Taking China as an example, the Productivity Commission is expected to return a figure of about $A16/tonne.

Australia’s direct carbon price is expected to be about $26 a tonne, but supplemented with our own RET scheme impost — which is pushing power retailers into sourcing 20% of their power from renewables by 2020 — we might come out with a starting “effective carbon price” of, say, $36.

So in doing business with China, Australia overall faces a $20/tonne additional cost for its CO2 emissions.

Thus, under Kraehe’s plan, every tonne of steel brought into the country would be taxed for the number of tonnes of CO2 emissions that went into its manufacture. And every tonne of steel Bluescope exported would attract the same value in export rebates. (I am leaving aside, for the moment, Bluescope’s claim that its operations are much more carbon-efficient that most steel mills in China).

Under this proposal, trade is free in both directions. There is no protectionism at all as long as Australia’s border adjustment price is set correctly for each of its trading partners — not difficult to do on an annual basis, particularly for trade-exposed bulk commodities such as steel, aluminium and alumina.

The political problem with setting up such a scheme would be the temptation to tweak the border adjustment prices to give Australian firms an unfair advantage — a slippery slope back into protectionism. That’s where the WTO comes in — with its oversight, a transparent set of carbon-tax border adjustments could be given a clean bill-of-health to prevent disputes with our trading partners.

The flip-side of this proposal — and the one that Garnaut needs to speak out on more forcefully, and more often — is the subsidy-based approach currently under negotiation with the Labor leadership. As Denniss points out, there are two sides to protectionism — tariffs and subsidies. And Emerson has committed his side of politics to the latter.

It is not too late to save face and reverse this position. So far, Garnaut has obliquely criticised Labor for its behind-closed-doors negotiations — in his speech to the Press Club last week he criticised the Rudd government’s record on this, saying that during the CPRS negotiations the government was “getting back into a world where favours were negotiated by individual businesses where there weren’t disciplines on the policy process”.

That’s what’s happening today. While it might stick in his craw, Garnaut last week recommended three years of compensation modelled on the pre-lobbying version of the CPRS compensation, then a shift to “principle-based policy” after that.

This is a huge compromise. It does not send the right price signals to major emitters in the short term, but it also raises a longer-term risk — that future governments won’t have the political nerve to unwind the compensation.

Australia’s carbon reduction scheme should be aimed at reducing carbon emissions within our own borders, in the knowledge that failing to do so leaves us unacceptably exposed to future trade sanctions from, in particular, China, the EU and the US.

The beauty of a carbon-tax border adjustment is that is can encourage our economy to shift away from carbon-intensive activity, and harmonise our position with out trading partners’ efforts to do the same, as they arise.

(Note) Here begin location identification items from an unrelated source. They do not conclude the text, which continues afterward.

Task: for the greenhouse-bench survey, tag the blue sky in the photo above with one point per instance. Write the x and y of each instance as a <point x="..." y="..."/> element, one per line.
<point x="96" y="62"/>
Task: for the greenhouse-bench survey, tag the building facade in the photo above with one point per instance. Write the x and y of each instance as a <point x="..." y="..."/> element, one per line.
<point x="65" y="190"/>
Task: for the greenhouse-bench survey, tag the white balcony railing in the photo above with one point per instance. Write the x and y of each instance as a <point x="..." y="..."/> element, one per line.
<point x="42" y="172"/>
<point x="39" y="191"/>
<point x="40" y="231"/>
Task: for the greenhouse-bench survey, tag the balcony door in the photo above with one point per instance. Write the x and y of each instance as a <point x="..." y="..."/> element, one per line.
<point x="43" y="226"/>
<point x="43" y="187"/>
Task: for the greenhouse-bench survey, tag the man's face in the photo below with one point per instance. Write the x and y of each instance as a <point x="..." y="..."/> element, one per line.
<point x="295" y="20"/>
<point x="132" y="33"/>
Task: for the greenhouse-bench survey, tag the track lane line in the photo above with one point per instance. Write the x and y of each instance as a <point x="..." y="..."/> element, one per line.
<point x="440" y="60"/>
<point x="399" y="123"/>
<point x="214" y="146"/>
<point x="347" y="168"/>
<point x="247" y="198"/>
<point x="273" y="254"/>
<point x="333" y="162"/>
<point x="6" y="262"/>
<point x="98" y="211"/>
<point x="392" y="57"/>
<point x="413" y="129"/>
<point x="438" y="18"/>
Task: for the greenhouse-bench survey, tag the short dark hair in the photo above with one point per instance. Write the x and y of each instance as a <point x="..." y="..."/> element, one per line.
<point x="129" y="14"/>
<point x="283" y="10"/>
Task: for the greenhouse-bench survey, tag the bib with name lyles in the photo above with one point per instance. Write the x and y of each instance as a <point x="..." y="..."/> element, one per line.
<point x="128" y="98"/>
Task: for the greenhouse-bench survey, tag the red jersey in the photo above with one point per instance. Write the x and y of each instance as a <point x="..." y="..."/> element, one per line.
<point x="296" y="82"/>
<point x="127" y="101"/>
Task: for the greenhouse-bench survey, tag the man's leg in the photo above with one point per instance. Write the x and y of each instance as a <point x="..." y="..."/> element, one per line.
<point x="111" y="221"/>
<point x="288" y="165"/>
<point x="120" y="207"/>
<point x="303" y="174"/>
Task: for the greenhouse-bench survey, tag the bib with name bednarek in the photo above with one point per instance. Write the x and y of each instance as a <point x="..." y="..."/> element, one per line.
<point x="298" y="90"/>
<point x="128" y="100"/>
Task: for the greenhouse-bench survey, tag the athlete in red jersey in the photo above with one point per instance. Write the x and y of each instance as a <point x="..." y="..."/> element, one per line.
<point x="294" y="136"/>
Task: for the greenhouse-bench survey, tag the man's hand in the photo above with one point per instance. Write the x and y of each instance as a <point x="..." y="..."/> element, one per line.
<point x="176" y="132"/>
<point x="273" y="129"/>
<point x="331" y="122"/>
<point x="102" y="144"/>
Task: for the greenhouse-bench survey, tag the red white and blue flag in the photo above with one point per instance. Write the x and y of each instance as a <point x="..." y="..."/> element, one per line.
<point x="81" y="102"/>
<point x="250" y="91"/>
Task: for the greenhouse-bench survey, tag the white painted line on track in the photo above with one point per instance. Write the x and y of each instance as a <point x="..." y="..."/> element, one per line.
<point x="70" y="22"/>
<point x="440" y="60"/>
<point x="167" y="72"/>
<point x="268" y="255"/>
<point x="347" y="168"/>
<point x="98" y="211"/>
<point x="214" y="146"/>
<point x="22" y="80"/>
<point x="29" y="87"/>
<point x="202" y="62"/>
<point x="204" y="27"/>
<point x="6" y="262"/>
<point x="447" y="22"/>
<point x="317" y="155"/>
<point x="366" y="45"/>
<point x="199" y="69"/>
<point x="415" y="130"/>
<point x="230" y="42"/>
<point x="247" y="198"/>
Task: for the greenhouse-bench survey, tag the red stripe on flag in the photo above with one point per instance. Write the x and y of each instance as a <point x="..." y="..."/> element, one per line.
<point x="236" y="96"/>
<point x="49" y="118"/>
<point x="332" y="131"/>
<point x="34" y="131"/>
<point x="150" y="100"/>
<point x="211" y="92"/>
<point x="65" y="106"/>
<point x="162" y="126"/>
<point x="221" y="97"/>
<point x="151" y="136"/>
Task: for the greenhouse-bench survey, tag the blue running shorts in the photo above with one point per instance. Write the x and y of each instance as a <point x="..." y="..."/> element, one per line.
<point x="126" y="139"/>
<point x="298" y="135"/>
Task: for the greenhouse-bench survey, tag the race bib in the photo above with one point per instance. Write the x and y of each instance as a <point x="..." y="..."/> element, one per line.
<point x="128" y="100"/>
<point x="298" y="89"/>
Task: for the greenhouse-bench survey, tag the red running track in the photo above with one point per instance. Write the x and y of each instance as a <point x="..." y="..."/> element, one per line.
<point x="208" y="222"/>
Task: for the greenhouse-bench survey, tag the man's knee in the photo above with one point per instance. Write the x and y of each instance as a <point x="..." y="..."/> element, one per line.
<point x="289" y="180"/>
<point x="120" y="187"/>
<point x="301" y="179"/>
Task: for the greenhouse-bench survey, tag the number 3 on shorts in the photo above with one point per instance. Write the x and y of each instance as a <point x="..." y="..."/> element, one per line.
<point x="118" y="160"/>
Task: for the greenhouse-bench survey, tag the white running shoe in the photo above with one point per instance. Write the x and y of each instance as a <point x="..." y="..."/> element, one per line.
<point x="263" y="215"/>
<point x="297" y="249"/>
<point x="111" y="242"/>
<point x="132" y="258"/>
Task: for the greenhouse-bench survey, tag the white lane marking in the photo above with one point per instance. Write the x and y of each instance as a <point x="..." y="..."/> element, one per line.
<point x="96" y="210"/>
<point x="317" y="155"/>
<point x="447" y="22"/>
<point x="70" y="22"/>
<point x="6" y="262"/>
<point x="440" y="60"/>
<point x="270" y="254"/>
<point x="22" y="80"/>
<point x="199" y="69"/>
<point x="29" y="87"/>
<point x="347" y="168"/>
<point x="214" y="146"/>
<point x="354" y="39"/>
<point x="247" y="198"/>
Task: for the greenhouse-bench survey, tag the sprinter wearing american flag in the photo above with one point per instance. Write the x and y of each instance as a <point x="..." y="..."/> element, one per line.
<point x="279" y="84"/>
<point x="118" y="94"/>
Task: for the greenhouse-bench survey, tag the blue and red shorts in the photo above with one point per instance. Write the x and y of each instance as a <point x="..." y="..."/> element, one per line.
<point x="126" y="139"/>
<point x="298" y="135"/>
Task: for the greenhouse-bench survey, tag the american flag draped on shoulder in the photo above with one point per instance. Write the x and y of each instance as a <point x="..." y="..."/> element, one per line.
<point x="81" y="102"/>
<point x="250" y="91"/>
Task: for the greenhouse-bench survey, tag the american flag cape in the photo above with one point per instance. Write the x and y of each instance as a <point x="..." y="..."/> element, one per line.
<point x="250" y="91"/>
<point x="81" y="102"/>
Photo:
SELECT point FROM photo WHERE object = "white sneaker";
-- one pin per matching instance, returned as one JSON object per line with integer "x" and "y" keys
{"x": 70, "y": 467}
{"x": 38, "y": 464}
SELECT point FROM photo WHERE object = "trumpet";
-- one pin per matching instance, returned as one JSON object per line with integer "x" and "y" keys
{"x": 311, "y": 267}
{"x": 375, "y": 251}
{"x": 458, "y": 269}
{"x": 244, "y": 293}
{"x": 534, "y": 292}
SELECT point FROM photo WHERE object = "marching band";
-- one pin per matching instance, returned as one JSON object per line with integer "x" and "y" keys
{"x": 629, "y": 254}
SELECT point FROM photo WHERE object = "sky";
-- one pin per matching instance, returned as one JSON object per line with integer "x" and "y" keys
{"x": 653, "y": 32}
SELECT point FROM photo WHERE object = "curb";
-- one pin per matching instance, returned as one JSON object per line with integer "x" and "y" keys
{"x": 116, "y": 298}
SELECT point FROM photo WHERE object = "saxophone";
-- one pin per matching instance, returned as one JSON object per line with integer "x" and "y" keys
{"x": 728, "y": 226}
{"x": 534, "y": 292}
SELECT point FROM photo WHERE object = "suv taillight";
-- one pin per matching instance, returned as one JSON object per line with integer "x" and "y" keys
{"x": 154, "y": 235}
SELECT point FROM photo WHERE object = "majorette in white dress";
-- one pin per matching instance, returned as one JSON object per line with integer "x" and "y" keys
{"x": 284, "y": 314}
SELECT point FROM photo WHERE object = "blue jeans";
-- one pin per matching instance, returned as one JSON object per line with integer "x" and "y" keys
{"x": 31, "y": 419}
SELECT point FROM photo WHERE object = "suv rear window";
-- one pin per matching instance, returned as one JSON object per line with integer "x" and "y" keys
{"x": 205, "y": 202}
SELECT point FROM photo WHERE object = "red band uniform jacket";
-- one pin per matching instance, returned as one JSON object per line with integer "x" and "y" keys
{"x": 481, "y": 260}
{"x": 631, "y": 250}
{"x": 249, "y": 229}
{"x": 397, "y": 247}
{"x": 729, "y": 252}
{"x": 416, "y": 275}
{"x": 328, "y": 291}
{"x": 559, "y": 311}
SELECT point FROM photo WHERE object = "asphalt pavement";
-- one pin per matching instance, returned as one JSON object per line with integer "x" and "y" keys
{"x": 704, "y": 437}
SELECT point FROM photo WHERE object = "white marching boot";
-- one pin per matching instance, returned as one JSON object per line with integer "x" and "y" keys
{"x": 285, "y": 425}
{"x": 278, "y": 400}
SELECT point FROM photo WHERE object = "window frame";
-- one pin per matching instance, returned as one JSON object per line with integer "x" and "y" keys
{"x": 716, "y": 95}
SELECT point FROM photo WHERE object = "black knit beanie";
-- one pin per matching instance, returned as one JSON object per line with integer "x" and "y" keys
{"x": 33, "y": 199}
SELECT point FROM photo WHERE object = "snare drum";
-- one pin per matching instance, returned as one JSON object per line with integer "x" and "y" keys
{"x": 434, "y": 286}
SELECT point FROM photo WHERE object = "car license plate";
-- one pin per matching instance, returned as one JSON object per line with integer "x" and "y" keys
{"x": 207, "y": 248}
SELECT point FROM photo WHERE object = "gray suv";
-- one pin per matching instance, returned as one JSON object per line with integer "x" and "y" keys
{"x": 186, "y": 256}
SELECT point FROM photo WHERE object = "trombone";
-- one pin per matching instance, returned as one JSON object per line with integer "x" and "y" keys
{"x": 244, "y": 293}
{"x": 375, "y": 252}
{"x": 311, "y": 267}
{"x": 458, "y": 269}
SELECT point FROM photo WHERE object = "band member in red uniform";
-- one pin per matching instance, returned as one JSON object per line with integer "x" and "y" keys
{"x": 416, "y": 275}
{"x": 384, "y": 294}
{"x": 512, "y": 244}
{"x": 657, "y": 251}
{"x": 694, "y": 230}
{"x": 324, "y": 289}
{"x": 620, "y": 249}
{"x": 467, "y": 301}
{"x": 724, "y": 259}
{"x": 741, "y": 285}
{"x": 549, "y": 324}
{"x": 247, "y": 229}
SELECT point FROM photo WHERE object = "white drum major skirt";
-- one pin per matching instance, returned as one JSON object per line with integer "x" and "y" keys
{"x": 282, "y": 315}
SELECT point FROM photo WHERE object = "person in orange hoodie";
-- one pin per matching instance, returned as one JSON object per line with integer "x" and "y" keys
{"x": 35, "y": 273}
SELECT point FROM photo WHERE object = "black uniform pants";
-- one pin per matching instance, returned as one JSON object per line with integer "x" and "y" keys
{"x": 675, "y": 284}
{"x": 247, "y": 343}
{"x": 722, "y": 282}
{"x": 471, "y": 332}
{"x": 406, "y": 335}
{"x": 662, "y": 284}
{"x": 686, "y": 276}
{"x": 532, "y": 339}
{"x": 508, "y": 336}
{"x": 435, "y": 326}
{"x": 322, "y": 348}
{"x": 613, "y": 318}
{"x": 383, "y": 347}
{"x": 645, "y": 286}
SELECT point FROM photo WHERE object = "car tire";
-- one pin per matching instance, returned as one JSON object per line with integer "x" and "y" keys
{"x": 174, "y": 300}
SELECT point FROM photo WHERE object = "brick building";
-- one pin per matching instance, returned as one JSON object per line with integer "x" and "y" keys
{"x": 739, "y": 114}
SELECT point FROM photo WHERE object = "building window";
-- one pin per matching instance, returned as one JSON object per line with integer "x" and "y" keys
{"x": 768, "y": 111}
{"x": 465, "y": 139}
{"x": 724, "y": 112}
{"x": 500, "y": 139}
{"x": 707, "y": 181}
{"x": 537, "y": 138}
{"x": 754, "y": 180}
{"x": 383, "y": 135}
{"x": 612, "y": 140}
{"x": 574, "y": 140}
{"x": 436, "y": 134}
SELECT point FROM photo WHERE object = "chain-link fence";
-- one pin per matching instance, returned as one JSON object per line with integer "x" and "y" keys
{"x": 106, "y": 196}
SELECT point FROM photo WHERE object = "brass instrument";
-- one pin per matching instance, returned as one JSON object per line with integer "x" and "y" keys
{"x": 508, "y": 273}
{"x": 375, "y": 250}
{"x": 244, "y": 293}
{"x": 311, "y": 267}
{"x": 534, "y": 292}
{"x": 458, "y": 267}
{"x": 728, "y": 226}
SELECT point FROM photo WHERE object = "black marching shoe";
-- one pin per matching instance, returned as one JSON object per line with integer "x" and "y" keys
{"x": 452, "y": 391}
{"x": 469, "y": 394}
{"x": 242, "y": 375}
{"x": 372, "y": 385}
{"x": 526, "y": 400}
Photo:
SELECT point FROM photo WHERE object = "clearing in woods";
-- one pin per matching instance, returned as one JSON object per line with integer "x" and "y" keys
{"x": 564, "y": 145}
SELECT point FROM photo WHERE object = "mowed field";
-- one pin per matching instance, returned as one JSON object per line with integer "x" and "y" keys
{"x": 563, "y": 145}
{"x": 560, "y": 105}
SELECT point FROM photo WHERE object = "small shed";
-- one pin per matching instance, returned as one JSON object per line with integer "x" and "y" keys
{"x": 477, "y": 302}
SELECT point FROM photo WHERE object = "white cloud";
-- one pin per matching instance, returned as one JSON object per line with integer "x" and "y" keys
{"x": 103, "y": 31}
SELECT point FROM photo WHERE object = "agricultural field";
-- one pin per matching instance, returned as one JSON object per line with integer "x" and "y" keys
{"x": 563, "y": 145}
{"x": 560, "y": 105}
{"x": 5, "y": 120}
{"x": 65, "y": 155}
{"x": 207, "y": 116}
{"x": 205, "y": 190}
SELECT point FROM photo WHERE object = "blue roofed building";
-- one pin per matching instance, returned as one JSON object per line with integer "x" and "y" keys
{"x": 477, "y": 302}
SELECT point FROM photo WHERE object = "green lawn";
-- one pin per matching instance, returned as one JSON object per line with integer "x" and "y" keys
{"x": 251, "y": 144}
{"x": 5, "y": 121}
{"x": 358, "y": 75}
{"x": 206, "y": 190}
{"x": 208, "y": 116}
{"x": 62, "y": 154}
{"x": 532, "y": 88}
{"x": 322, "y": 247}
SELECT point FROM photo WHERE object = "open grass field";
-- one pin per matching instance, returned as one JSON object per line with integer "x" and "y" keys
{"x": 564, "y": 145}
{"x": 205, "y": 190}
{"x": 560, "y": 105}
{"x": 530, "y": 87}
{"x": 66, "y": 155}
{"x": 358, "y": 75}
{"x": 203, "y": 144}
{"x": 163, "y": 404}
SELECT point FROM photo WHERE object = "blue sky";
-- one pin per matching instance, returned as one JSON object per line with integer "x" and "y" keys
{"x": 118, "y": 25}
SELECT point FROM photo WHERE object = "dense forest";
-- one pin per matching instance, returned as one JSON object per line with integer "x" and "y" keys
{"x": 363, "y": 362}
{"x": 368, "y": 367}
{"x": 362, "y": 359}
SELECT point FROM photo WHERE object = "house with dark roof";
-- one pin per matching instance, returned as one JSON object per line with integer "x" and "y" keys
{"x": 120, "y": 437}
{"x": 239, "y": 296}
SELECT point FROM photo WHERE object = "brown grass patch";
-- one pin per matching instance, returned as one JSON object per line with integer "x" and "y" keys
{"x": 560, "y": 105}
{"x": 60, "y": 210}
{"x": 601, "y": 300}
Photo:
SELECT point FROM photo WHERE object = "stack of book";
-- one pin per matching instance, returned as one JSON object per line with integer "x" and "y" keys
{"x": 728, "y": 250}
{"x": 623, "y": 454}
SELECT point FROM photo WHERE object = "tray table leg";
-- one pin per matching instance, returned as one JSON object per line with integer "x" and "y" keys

Of course, Kraehe’s other demand — that EITEs be exempted from the carbon tax until formal carbon prices have been set overseas — would become unnecessary if border adjustments were put in place. And nor will it be granted if Labor ploughs ahead with its current compensation plans.

Garnaut is clearly irritated by the current round of EITE negotiations and if he is biting his tongue it’s most likely because he wants to see a market-based mechanism created — he may see the taint of subsidies, that risk becoming entrenched as carbon protectionism when other nations strengthen their carbon pricing efforts, as a necessary evil to achieve that.

But it doesn’t have to be that way. Border adjustments are fair. They are not tariffs. They are not protectionist. And Garnaut should publicly explain this to Labor before we get stuck with compensation payments that in a carbon-constrained trade environment will soon start to look like straight protectionism.